Compare this to the Overworld Theme from the sequel, Super Mario Bros. 2 (1988). The track contains 4.5 distinct instrumentation changes within its more than double runtime. The composer, Koji Kondo has had 5 years to explore and push the limits of the NES audio system. The resulting expansion of sonic palette makes the game locations seem much larger than before. This particular title also begins the exploration of the audio channel as a sample playback system within the Mario Bros. trilogy. Showing up in the Underworld track, channel 5 is used as a playback for a drum sample. This “real” sounding drum furthers the player’s immersion within the created world.

Last in the trilogy comes Super Mario Bros. 3 (1988). Throughout the 47:46 minutes, you hear less of a reliance on changing instrumentations mid song, but instead much heavier use of real sounding drums samples to “worldize” the environments and scenarios. Because of the ability to depend on unique samples rather than instrumentation, the game is then able to focus more on developing musical themes that are unique to environments. 

The evolution of the sonic signature of Super Mario Bros. throughout the trilogy shows how important the balance is between the lyric content of soundtracks and how they physically sound.
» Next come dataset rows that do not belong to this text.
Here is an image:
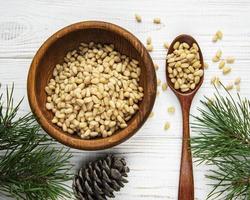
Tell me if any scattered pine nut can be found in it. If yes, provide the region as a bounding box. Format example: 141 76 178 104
135 14 142 23
149 111 154 118
161 83 168 91
204 62 209 69
146 44 154 52
157 79 161 86
168 106 175 114
212 56 220 62
164 122 170 131
234 77 241 85
222 66 232 75
211 76 220 86
226 56 235 64
154 63 159 70
215 49 222 59
225 83 234 91
163 42 169 49
153 18 161 24
235 84 240 92
219 60 226 69
147 37 152 44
When experiencing the games first hand, it is almost shocking how much more immersive Super Mario Bros. 3 feels when compared to the 1st one, and instrumentation has a huge impact on that feeling.
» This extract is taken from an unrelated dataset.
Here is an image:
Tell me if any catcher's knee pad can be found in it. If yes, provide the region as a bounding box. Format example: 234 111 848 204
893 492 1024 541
TREATING REPETITION CORRECTLY

Hardware limitations within the NES included limited size restrictions for all data. This especially affected music. One way to go about reducing file size of music was to use the concept of looping or repetition. Repetition could have a huge influence on the player’s perception and enjoyment of games. 
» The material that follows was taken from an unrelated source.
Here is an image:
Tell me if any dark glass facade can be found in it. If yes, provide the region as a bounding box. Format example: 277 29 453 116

For example, take Star Force (1984). Interspersed between some infrequent but extravagant transitional material, there is a single 4 bar loop that is considered the main soundtrack. These 8 seconds of music happens non stop, for practically the entirety of the 56 minutes of full gameplay. While there are brief periods of “boss-type” developments, they are too short and too far in between. The immersion factor is broken after the first 5 minutes of the game.

The complete other end of the spectrum is Kirby’s Adventure (1993). Featuring a whopping 29 different tracks spanning just 29.56 minutes, the average song in Kirby’s adventure is around  62 seconds. Within those 62 seconds, each of the tracks follows the lyric lines and repetition standards put forth by classical music theory. We are shown a main theme A, which is followed by a secondary theme B, which is followed by a recap of a slightly altered version of A. This ABA form is easily iterated upon to develop extended themes. Stage Music 5, for example follows an (intro)ABA’CA’’ form. It packs a lot of different ideas into a very tight 1:15 minute space, not to mention the changing instrumentations as well. While normally, such complexity could potentially break immersion because too much effort is required by the player to understand what is happening, we are reminded that Kirby himself is constantly changing forms and gaining new powers. A greater amount of compelling, but shorter tracks gives more items and locations in the game an identity. These two concepts together reinforce the sometimes quite chaotic nature of the game.

When coupled with the changing instrumentation techniques mentioned before, the Kirby’s Adventure soundtrack is an amazing example of the extent that music has the power to shape the entire player experience. The comparisons of Kirby’s adventure (one of the last games to be released), and Mario Bros 1 (one of the first games released) show a substantial evolution in soundtracks over the 10 year period of the NES, and arguably shaped the development of game composition and audio design for future generations.